When I first came across MC I was still a child with a rather shitty PC that could run little to no games and I was in a constant search of flash games and cartoons. I found MC pretty amusing back in the day but thought nothing more of it and soon enough my brain began to see MadCom as some kind of my weird fever dream, I wasn't even sure if these weird little cross-faced guys ever existed to begin with. That was until the goddamn TRICKY MOD for FNF. I looked at him and was like "Wait, this dude's familiar." and after a little bit of search I realized. MadCom. was. real.

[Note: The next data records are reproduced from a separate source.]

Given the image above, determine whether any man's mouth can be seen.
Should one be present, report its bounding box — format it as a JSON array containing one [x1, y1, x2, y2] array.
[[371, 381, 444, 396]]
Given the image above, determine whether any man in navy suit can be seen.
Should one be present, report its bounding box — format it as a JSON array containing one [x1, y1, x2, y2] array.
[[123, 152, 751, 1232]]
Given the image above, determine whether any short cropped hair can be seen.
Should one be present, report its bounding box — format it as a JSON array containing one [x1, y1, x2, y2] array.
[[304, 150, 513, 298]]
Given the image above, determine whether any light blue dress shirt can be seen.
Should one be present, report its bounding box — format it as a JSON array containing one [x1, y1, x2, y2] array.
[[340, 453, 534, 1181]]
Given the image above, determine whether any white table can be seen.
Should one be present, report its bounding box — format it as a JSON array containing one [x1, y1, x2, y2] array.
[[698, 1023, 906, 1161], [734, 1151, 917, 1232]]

ALL THIS TIME. All this time I thought it to be the distortion of my childhood memories of all the things I saw on the internet back then.

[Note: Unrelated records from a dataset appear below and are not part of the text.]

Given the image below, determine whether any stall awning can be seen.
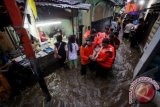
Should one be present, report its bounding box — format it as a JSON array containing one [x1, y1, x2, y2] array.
[[36, 0, 91, 10]]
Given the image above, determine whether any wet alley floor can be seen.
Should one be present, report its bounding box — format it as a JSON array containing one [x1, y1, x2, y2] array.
[[6, 40, 139, 107]]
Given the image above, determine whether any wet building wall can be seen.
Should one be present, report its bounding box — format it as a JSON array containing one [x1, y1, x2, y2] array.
[[42, 18, 73, 37]]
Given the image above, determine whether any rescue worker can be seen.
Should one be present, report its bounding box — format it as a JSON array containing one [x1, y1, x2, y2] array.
[[80, 37, 94, 75], [92, 38, 115, 75]]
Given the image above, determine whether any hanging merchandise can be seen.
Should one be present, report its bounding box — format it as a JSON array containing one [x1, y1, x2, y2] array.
[[126, 3, 137, 13]]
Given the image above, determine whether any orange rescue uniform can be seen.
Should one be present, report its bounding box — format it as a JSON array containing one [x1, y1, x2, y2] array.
[[97, 45, 115, 68], [80, 44, 94, 65]]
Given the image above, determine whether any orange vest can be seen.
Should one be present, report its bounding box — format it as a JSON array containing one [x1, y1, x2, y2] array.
[[97, 45, 115, 68], [80, 44, 94, 65]]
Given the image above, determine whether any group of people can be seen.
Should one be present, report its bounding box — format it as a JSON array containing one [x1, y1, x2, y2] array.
[[80, 26, 120, 75], [54, 26, 120, 75]]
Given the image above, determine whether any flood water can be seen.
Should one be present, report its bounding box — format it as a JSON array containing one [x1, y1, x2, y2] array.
[[6, 43, 139, 107], [4, 31, 145, 107]]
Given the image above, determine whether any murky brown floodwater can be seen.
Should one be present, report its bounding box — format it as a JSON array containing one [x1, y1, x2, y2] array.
[[6, 33, 139, 107]]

I got sucked into MadCom fandom. And OH BOY what a great time it was and IS. I found friends, even a loved one to be with me when time's tough.

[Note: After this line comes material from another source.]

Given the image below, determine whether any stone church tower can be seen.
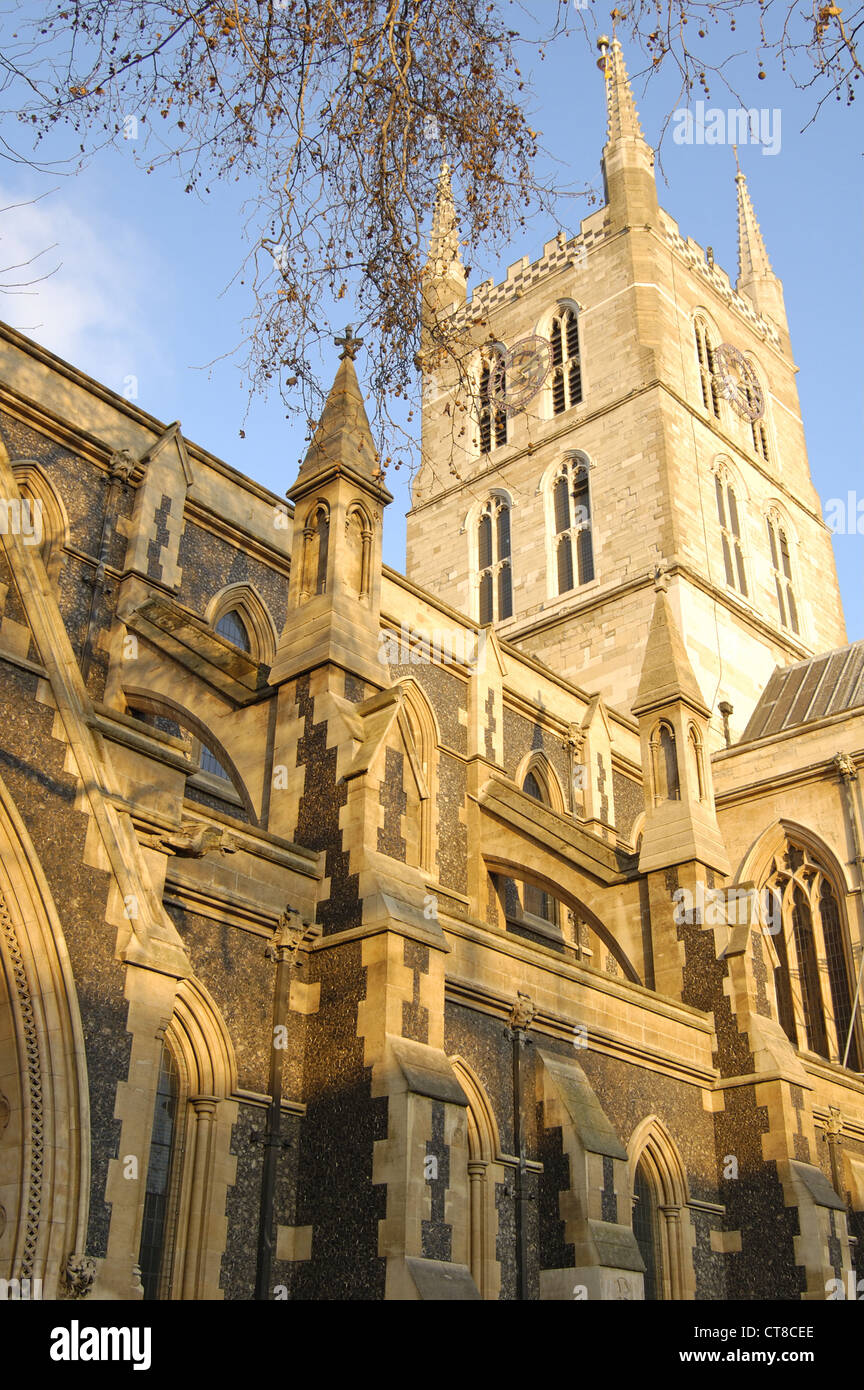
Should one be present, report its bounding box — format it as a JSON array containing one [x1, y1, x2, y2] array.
[[0, 35, 864, 1312], [407, 40, 846, 746]]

And I created a whole damn fanon universe on MC from where all of these OCs are. It's a wild mics of noir, cyberpunk, dystopia and apocalyptic genre. Finally, MADNESS WOMEN written into the lore, corporations, gangs, cyborgs, etc. But one of my favorite things in writing my fanon was the fact that... A lot of cool features were made up completely random yet were so good in a full picture. The mad doctor Jocasta with her crew (that was created 80% of randomly generated grunt hirelings from M:PN2 Arena Mod), Therese's Nevadean Church that zealously worships The Savior, Friday the 13th's street goons and yellow-blooded Eris whose "family" believes yellow-bloods are superior. Damn, even the guy on the preview was randomly created. I call him Agent Rhodes and I love to joke he's like- the only competent agent in the whole AAHW.
I had a great time in Madness Combat once I rediscovered it again. I'm looking forward for more! Thank you, all of you.